Thursday, March 24, 2022

You Need to Change if Things Are Going to Get Better

(Kibera, in Nairobi, Kenya)

This principle applies to all relationships:

You need to change if things are going to get better.

Repeat after me.

I...  

need to change....

if things....

are going to get better.

J. Doe (not their real name) contacted me. J said they wanted help. Their marriage was failing.

But J did not really want help. To be helped, J would have to change. In J's eyes, their spouse, K. Doe, was the problem. K needed to change, not J. J wanted me to affirm their ways of doing marriage, and join them in blame-heaping their significant other.

I told J, "If you want your marriage to be rescued and upgraded, you will need to change some things. You will need to do things differently." 

I gave J this assignment: Make a list of things you have done wrong in your marriage. A list of things you have done to hurt K. Then, confess them one by one, asking for forgiveness for each one. 
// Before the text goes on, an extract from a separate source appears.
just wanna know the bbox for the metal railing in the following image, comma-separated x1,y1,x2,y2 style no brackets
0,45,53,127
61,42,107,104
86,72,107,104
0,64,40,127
I told K to do the same thing.

The underlying idea here is: If J and K keep doing marriage the way they have been, the results will be the same. J and K both need to learn new skills if their marriage is to come together. Nothing gets better without change.

J refused to follow my counsel. 

J contacted me and asked to meet again. I explained that J had not followed through on our first session. I am not J's counselor if J refuses to follow my counsel. We would not meet again.

J was a hammer, K was a nail. This was their marriage. 

Both needed to change. 

Change is hard. 

Life without ongoing change in the right direction is harder.